With the Trump phenomenon, the critical tradition seems to have been eclipsed. Let’s work to make it shine again.
Michel Foucault : Discours et vérité. Précédé de La Parrêsia
Vrin (Feb 2016)
À l’automne 1983, Michel Foucault prononce, à l’Université de Californie à Berkeley, un cycle de six conférences intitulé Discours et vérité, dont on trouvera ici, pour la première fois, l’édition complète et critique. Dans ces conférences, la richesse de la notion de parrêsia et son rôle stratégique pour la réflexion éthique et politique de Foucault émergent de manière évidente. Foucault retrace notamment les transformations de cette notion dans le monde antique : d’abord droit politique du citoyen athénien, la parrêsia devient, avec Socrate, l’un des traits essentiels du discours philosophique puis, avec les cyniques, de la vie philosophique elle-même dans ce qu’elle peut avoir de provoquant et même de scandaleux; enfin, aux premiers siècles de l’Empire, la parrêsia apparaît au fondement des relations entre le maître et le disciple dans la culture de soi. En faisant l’analyse de la notion de parrêsia, Foucault poursuit en même temps son projet d’une histoire du présent et pose des jalons pour une généalogie de l’attitude critique dans nos sociétés modernes et contemporaines. Ce volume contient également la transcription d’une conférence prononcée par Foucault en mai 1982 à l’université de Grenoble, devant un public de spécialistes de la philosophie antique, qui présente un état antérieur et différent de sa réflexion sur la parrêsia.
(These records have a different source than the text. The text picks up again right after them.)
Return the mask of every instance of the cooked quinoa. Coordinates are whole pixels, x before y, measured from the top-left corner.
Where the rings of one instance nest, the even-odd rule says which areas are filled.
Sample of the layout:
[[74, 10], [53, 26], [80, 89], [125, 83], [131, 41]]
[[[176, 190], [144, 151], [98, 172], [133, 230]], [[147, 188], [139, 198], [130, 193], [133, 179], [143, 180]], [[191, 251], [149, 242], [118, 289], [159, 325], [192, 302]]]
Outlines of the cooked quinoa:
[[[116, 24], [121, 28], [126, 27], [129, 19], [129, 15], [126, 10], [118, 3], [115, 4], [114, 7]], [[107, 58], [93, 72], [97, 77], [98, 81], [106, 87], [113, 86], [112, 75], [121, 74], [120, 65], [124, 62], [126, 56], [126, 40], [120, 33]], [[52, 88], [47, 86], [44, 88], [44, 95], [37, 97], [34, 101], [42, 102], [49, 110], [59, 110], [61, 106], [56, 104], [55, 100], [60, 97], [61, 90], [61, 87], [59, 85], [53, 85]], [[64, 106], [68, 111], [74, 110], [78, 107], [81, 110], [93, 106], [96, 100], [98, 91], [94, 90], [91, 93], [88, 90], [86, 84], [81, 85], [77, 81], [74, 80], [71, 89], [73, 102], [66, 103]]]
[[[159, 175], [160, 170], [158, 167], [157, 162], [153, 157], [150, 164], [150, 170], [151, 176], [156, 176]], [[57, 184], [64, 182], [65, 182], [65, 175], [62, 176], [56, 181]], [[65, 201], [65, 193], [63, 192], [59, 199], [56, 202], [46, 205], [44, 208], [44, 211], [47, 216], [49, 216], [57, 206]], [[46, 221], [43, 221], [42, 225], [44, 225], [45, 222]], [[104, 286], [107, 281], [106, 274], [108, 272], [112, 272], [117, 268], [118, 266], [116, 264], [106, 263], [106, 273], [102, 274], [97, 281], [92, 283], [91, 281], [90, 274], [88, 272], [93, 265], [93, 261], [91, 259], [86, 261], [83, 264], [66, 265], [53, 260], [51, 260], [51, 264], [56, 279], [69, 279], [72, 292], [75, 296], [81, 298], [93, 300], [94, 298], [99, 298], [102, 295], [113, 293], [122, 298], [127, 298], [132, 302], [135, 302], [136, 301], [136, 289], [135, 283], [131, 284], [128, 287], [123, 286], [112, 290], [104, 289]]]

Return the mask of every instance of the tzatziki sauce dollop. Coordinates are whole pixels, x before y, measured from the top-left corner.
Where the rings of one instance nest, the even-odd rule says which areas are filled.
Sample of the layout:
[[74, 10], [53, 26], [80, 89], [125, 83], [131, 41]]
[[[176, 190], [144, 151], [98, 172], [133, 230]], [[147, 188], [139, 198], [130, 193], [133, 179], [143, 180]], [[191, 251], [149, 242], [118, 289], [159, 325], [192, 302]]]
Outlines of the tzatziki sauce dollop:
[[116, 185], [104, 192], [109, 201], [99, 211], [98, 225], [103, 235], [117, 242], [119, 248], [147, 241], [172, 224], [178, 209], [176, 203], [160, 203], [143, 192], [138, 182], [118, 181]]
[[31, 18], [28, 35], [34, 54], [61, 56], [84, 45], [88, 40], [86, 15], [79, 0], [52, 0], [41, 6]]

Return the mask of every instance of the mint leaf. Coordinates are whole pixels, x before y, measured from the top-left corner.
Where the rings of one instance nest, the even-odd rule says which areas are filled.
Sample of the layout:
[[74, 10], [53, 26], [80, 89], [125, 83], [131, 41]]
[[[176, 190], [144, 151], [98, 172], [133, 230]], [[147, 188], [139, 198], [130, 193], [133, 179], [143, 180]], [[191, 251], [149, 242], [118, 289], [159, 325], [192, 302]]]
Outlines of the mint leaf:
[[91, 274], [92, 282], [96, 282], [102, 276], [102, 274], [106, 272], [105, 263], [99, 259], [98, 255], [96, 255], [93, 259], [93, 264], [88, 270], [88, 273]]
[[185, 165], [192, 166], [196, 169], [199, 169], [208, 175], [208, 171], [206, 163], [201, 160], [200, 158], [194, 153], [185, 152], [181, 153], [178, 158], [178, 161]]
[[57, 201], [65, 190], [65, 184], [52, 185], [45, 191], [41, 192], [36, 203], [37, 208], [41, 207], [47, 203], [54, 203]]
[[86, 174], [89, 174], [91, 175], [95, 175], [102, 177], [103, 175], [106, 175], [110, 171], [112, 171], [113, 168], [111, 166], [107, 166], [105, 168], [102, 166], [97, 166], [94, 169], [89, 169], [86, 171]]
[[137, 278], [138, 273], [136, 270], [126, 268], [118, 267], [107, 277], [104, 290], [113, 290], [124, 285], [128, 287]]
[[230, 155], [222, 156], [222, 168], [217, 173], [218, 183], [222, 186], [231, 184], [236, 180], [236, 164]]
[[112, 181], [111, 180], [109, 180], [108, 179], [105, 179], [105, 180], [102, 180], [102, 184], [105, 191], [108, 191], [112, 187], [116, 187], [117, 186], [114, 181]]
Édition et apparat critique établis par H.-P. Fruchaud et D. Lorenzini. Introduction par F. Gros.
Michel Foucault, Fearless Speech (published in English)
Taylor Swift Fearless Tour Speech
To me, “FEARLESS” is not the absence of fear. It’s not being completely unafraid. To me, FEARLESS is having fears. FEARLESS is having doubts. Lots of them. To me, FEARLESS is living in spite of those things that scare you to death. FEARLESS is falling madly in love again, even though you’ve been hurt before. FEARLESS is walking into your freshmen year of high school at fifteen. FEARLESS is getting back up and fighting for what you want over and over again… even though every time you’ve tried before, you’ve lost. It’s FEARLESS to have faith that someday things will change. FEARLESS is having the courage to say goodbye to someone who only hurts you, even if you can’t breathe without them. I think it’s FEARLESS to fall for your best friend, even though he’s in love with someone else. And when someone apologizes to you enough times for things they’ll never stop doing, I think it’s FEARLESS to stop believing them. It’s FEARLESS to say “you’re NOT sorry”, and walk away. I think loving someone despite what people think is FEARLESS. I think allowing yourself to cry on the bathroom floor is FEARLESS. Letting go is FEARLESS. Then, moving on and being alright…That’sFEARLESS too. But no matter what love throws at you, you have to believe in it. You have to believe in love stories and prince charmings and happily ever after. That’s why I write these songs. Because I think love is FEARLESS.
My intention is not to deal with the problem of truth, but the problem with the truth-teller, or a truth-telling as an activity:...who is able to tell the truth, about what, with what consequences, and with what relations to power.... [W]ith the question of the importance of telling the truth, knowing who is able to tell the truth, we have the roots of what we could call the 'critical' tradition in the West.